El sistema de alcantarillado ha sido uno de los pilares fundamentales del saneamiento básico y de la salud pública en las ciudades modernas. En Cali, su desarrollo ha estado estrechamente ligado a la reducción de enfermedades, la mejora de la calidad de vida y el reconocimiento de la dignidad humana, especialmente en los sectores más vulnerables. A lo largo de la historia de la ciudad, el acceso —o la falta de acceso— a un sistema adecuado de evacuación de aguas residuales ha marcado profundas diferencias sociales, sanitarias y territoriales.

En los primeros periodos de la ciudad, desde la época colonial hasta finales del siglo XIX, Cali carecía de un sistema formal de alcantarillado. Las aguas residuales se vertían directamente a las calles, solares, acequias y ríos urbanos como el Cali y el Aguacatal. Este manejo rudimentario del saneamiento favoreció la proliferación de enfermedades infecciosas como diarreas, fiebre tifoidea, parasitosis y otras patologías de origen hídrico, especialmente en una ciudad que comenzaba a crecer sin una planificación sanitaria adecuada. La salud pública estaba limitada por el desconocimiento científico y por la ausencia de infraestructura, lo que afectaba de manera desproporcionada a los sectores populares.

Con el avance del siglo XX, Cali inició un proceso gradual de modernización urbana. La expansión demográfica, la industrialización y el crecimiento económico hicieron evidente la necesidad de un sistema de alcantarillado estructurado. La creación de redes de recolección de aguas residuales y pluviales permitió separar los desechos domésticos de las fuentes de agua potable, reduciendo significativamente los brotes epidémicos. Este periodo marcó un punto de inflexión en la relación entre saneamiento y salud pública: la disminución de enfermedades gastrointestinales y la mejora de las condiciones ambientales comenzaron a reflejarse en indicadores de bienestar y esperanza de vida.

Sin embargo, el acceso al alcantarillado no fue homogéneo. Mientras los barrios centrales y formales se beneficiaron rápidamente de la infraestructura, las zonas periféricas, de ladera y los asentamientos informales quedaron rezagados. Esta desigualdad histórica generó brechas en salud pública que persisten hasta hoy.

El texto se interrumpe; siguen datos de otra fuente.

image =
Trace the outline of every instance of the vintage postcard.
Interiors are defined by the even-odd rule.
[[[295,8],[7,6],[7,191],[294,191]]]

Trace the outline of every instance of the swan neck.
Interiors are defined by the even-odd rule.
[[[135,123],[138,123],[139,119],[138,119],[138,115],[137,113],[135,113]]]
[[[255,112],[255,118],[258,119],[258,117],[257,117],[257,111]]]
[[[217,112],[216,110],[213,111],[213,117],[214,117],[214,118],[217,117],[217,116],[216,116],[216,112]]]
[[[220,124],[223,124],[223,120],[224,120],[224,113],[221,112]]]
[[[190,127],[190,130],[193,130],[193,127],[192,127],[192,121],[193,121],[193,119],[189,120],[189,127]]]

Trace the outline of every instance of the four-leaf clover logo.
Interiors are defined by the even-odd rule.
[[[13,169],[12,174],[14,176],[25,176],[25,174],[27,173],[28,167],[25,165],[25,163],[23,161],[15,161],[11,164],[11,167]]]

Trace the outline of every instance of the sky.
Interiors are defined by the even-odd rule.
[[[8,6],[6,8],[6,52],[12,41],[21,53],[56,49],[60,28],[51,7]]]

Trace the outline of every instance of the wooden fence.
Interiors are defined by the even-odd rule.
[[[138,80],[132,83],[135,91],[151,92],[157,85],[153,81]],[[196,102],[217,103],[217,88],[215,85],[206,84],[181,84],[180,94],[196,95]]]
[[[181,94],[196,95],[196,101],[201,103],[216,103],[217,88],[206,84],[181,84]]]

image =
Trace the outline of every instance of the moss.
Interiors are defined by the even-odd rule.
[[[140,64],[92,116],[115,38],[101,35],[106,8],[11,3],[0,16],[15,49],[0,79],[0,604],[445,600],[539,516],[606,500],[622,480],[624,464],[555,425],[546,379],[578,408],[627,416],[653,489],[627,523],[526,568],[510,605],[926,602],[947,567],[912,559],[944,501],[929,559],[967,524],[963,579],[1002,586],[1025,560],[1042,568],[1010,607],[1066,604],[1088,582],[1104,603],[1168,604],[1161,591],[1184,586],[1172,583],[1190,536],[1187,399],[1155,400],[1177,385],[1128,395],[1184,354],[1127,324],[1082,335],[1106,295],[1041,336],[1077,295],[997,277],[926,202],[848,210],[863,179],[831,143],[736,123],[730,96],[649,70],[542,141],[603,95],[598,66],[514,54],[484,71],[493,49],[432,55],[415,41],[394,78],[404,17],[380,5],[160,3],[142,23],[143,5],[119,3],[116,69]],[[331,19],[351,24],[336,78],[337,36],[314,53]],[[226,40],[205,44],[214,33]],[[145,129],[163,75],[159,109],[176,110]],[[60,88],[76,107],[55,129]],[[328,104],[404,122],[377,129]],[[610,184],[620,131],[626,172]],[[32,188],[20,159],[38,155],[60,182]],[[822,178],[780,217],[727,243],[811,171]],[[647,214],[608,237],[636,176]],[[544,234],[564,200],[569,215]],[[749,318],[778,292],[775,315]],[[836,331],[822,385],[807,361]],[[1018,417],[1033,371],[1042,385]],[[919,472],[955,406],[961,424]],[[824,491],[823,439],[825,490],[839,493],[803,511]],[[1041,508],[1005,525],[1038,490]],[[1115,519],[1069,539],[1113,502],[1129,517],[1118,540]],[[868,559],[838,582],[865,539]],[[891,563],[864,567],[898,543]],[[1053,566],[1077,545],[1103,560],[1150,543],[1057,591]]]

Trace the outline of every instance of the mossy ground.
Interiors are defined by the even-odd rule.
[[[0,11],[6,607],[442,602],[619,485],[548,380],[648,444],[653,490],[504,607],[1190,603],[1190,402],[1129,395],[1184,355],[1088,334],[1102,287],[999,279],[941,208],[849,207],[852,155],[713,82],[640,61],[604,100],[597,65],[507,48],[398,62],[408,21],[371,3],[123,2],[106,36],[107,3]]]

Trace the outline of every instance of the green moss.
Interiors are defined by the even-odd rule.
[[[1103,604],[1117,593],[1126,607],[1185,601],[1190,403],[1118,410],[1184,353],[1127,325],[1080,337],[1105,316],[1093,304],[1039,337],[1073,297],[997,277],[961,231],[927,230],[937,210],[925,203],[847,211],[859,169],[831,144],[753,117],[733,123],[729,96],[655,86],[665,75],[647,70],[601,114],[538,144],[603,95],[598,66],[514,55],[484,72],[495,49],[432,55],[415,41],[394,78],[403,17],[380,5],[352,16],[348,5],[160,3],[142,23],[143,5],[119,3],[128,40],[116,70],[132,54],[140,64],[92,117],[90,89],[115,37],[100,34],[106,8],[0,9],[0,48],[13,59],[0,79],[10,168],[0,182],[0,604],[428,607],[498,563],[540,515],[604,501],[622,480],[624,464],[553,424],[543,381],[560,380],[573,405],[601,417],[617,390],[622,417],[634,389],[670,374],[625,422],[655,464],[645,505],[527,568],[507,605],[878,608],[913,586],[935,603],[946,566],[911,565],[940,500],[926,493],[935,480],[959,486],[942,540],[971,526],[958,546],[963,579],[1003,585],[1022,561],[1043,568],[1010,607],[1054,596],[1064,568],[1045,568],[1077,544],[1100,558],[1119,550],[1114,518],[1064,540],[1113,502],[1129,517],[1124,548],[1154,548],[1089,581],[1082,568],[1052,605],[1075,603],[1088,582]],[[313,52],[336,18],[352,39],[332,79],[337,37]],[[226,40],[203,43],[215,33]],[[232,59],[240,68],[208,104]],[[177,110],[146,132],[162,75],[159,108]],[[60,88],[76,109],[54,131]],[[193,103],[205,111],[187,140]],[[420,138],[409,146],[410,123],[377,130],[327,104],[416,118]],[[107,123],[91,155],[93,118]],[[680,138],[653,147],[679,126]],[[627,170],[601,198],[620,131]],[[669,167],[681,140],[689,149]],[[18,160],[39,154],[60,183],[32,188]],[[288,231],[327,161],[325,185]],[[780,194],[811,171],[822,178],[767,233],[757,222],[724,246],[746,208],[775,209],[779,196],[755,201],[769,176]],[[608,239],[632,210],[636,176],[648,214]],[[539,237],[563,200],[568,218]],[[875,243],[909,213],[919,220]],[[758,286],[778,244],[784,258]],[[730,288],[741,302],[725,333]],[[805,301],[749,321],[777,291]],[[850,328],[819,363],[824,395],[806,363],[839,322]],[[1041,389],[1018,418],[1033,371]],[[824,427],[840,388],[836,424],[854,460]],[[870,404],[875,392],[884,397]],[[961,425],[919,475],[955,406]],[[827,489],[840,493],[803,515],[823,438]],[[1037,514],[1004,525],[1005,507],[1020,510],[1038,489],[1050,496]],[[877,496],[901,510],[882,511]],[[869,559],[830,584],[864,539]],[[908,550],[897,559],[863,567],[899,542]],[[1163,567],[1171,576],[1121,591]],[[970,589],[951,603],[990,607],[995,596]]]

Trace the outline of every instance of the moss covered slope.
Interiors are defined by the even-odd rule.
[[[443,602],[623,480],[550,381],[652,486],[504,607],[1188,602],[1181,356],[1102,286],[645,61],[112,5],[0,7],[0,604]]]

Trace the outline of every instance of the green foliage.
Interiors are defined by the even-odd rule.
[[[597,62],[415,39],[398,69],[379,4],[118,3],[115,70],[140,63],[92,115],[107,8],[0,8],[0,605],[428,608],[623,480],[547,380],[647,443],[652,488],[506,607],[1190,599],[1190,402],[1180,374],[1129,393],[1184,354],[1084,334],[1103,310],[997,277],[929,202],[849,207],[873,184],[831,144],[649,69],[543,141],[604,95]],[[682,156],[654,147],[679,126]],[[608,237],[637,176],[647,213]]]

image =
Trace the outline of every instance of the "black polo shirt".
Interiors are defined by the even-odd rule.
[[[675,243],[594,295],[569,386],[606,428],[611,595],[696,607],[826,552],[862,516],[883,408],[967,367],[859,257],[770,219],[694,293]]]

En estos sectores, la ausencia o precariedad del alcantarillado ha estado asociada a mayores tasas de enfermedades infecciosas, contaminación del suelo y del agua, yć una menor calidad de vida. El alcantarillado, más que una obra técnica, se consolidó como un determinante social de la salud.

En la segunda mitad del siglo XX y comienzos del XXI, la consolidación de entidades prestadoras de servicios públicos, como EMCALI, fortaleció la gestión del alcantarillado en Cali. La construcción de colectores principales, estaciones de bombeo y plantas de tratamiento de aguas residuales representó un avance significativo en la protección de la salud colectiva y del medio ambiente. El tratamiento de las aguas residuales redujo la carga contaminante sobre el río Cauca y otros cuerpos de agua, disminuyendo riesgos sanitarios y mejorando las condiciones ecológicas de la región.

En el presente, el alcantarillado es reconocido no solo como una infraestructura sanitaria, sino como un derecho fundamental vinculado a la dignidad humana. Contar con un sistema adecuado de saneamiento garantiza privacidad, seguridad, higiene y bienestar, elementos esenciales para una vida digna. En Cali, los desafíos actuales incluyen la expansión del servicio a zonas de crecimiento informal, la adaptación del sistema al cambio climático y la modernización de redes antiguas que presentan fallas estructurales.

Mirando hacia el futuro, el alcantarillado seguirá siendo un factor clave para la salud pública en Cali. La implementación de soluciones sostenibles, el fortalecimiento de la educación sanitaria y la inversión equitativa en infraestructura serán determinantes para reducir desigualdades y proteger la salud de la población. La historia del alcantarillado en la ciudad demuestra que el saneamiento básico no es solo una cuestión técnica, sino una condición esencial para el desarrollo humano, la justicia social y la salud colectiva.